Fouke le Fitz Waryn is a chivalric romance about the English baron Fulk III FitzWarin, written during the later 13th century, when the actual events of Fulk's life were still in living memory or common report.[1] Probably originally composed in Old French verse, it survives only in an early 14th-century French prose version in a single manuscript in the Royal manuscripts, British Library, which is thought to follow the lost verse quite closely.[2] The 16th-century antiquary John Leland saw and briefly described the French verse version,[3] and made an extended abstract from a Middle English verse version called The Nobile Actes of the Guarines,[4] the original of which is also lost. Various contemporary references show that the tale was widely-known in the later Middle Ages.[5]
In recent years the work has proved a fruitful and versatile resource for the speculative analysis of its themes and its representation of literary archetypes.

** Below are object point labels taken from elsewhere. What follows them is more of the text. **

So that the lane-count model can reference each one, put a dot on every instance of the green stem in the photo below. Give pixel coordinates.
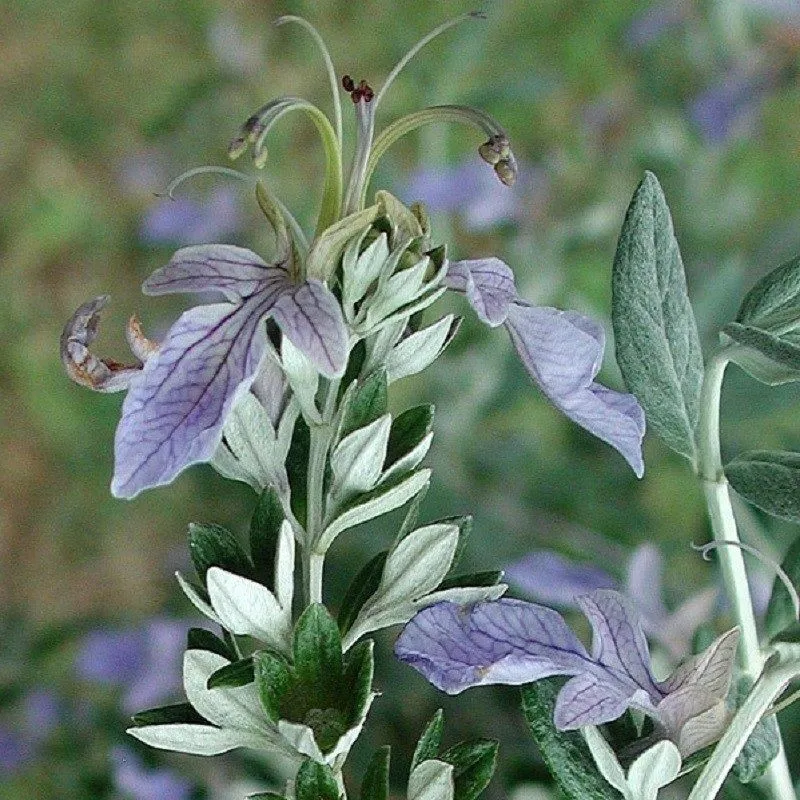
(781, 669)
(734, 575)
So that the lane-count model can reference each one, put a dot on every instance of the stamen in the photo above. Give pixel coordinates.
(773, 565)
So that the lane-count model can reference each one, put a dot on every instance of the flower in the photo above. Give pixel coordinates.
(179, 398)
(561, 351)
(548, 577)
(515, 642)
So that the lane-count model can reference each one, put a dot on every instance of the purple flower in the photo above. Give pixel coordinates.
(561, 351)
(137, 782)
(147, 660)
(548, 577)
(514, 642)
(178, 400)
(186, 221)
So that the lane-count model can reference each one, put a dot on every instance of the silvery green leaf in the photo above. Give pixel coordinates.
(359, 274)
(774, 302)
(769, 358)
(192, 592)
(381, 500)
(303, 378)
(357, 460)
(652, 770)
(605, 759)
(199, 740)
(431, 780)
(247, 608)
(769, 480)
(658, 347)
(420, 349)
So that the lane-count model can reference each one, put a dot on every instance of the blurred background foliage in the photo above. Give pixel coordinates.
(104, 102)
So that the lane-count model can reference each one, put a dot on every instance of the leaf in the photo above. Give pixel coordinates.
(215, 546)
(774, 302)
(565, 752)
(769, 480)
(771, 359)
(473, 767)
(238, 673)
(375, 785)
(264, 528)
(430, 741)
(362, 587)
(780, 611)
(168, 715)
(315, 782)
(658, 348)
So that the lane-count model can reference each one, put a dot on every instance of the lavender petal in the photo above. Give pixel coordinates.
(562, 351)
(489, 286)
(234, 271)
(174, 411)
(310, 316)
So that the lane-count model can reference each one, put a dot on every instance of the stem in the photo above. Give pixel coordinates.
(778, 673)
(734, 575)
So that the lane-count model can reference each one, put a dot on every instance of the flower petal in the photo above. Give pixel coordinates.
(506, 641)
(561, 351)
(311, 318)
(175, 409)
(234, 271)
(489, 286)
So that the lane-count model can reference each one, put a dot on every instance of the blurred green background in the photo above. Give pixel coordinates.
(104, 102)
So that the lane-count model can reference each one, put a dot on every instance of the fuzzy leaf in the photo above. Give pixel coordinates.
(658, 348)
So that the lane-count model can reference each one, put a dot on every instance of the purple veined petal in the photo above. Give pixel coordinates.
(549, 578)
(588, 699)
(489, 286)
(561, 351)
(234, 271)
(506, 641)
(618, 641)
(310, 316)
(174, 411)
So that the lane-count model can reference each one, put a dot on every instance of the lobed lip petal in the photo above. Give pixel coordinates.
(81, 365)
(235, 272)
(561, 351)
(175, 409)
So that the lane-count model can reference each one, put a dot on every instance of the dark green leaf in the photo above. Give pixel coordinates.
(362, 587)
(489, 578)
(375, 785)
(780, 611)
(238, 673)
(201, 639)
(761, 747)
(408, 430)
(315, 782)
(658, 348)
(769, 480)
(369, 402)
(768, 358)
(273, 676)
(264, 527)
(215, 546)
(168, 715)
(317, 647)
(430, 741)
(565, 752)
(297, 469)
(473, 767)
(774, 302)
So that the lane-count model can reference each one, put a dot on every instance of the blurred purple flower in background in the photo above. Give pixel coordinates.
(188, 221)
(146, 660)
(137, 782)
(474, 192)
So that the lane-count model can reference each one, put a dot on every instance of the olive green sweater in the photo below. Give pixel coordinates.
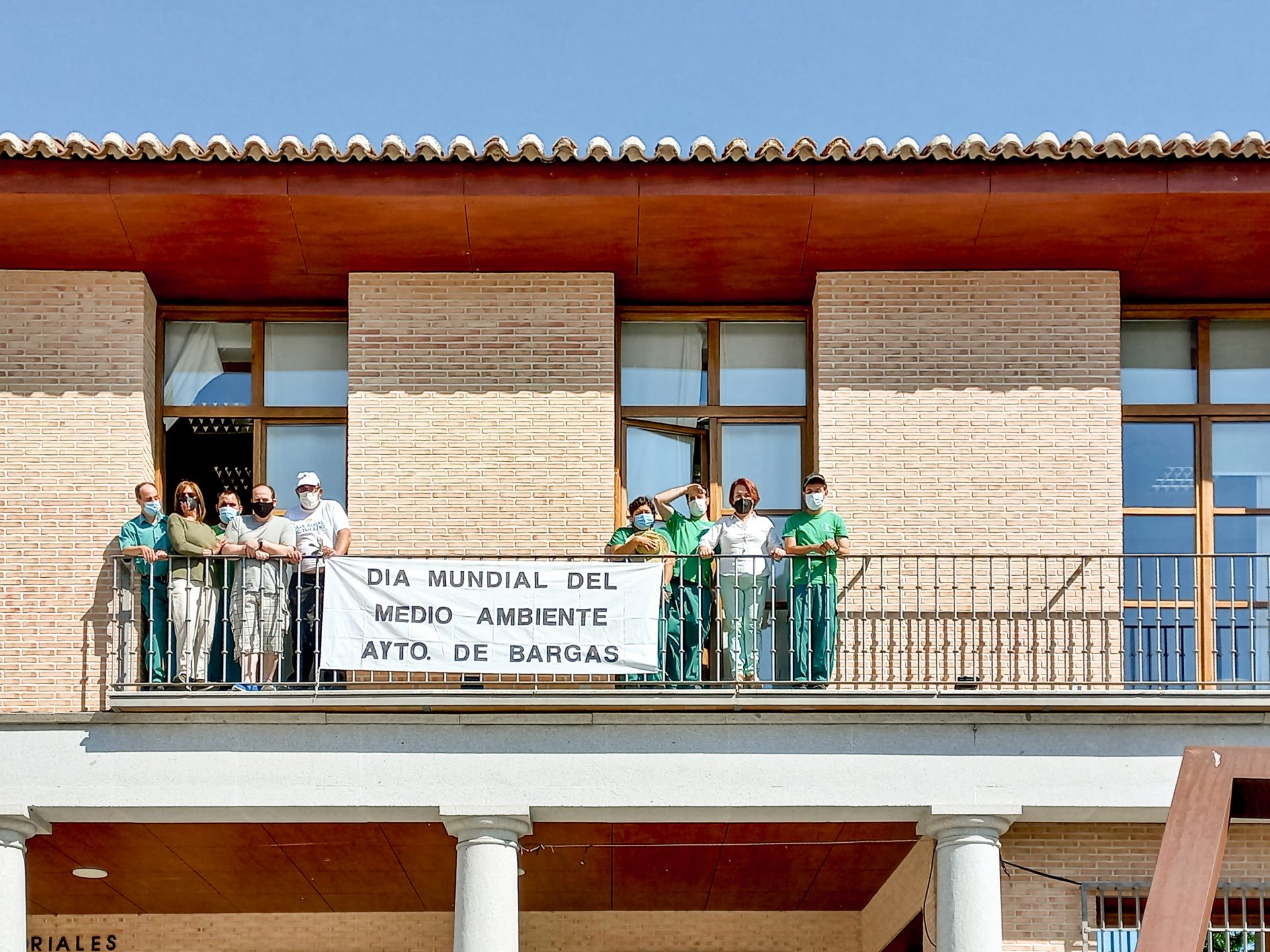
(189, 539)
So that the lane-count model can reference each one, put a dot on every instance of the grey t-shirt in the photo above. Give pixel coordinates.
(257, 574)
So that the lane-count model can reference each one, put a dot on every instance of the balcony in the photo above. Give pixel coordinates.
(955, 630)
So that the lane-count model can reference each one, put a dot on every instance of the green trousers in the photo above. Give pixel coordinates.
(154, 629)
(814, 617)
(687, 627)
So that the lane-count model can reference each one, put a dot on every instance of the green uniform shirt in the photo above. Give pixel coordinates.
(685, 537)
(143, 532)
(624, 532)
(810, 530)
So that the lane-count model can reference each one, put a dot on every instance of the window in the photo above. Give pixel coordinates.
(1195, 386)
(713, 395)
(253, 395)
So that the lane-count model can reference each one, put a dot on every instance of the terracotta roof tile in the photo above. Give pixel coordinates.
(531, 149)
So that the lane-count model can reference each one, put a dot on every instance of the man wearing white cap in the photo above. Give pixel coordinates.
(321, 530)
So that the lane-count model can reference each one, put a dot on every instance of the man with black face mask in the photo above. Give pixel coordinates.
(258, 608)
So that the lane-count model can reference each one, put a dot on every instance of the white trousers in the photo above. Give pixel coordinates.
(192, 608)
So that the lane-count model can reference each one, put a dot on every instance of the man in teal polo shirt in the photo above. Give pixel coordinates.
(814, 537)
(145, 539)
(691, 588)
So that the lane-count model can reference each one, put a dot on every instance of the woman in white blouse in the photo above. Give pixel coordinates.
(743, 541)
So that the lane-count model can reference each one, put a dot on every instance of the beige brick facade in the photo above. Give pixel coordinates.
(970, 412)
(77, 412)
(432, 932)
(480, 413)
(1043, 916)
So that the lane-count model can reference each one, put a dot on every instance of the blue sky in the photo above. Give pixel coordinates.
(652, 69)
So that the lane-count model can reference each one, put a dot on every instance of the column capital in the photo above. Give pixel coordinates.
(508, 826)
(22, 820)
(952, 823)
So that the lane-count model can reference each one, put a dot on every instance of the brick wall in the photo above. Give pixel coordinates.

The Fouke le Fitz Waryn narrative, while constructed around historical events and factual or quasi-factual information, is not a fully historical account.[6] It cultivates the literary and social preoccupations and heroic landscapes of its age, and is consciously absorbed within the framework of legendary and folkloric themes which are sometimes referred to as the "Matter of England".[7] That term should not deflect the recognition that the literary and cultural, as well as the geographical, landscape which the real Fulk inhabited was equally English and Welsh in outlook,[8] as it was also French and Latin in language.
About one-third of the text sets up the historical backdrop to Fulk's life, through his father and grandfather FitzWarin (who merge into one figure) and his grandfather Josce de Dinan, their relations with the Peverels during the Anarchy, and the confrontations of the English and Welsh rulers. Themes of outlawry, dispossession and restitution, adventure and occasional piety surround the main subject, culminating in Fulk's second marriage, blindness, death, and burial at Alberbury. Its tales of mysterious lands, imprisoned maidens, prophecies and similarly allegorical or chivalric material are instructive in the operations of the romance idiom. Some episodes have been compared to elements of the Robin Hood legends.[9][10]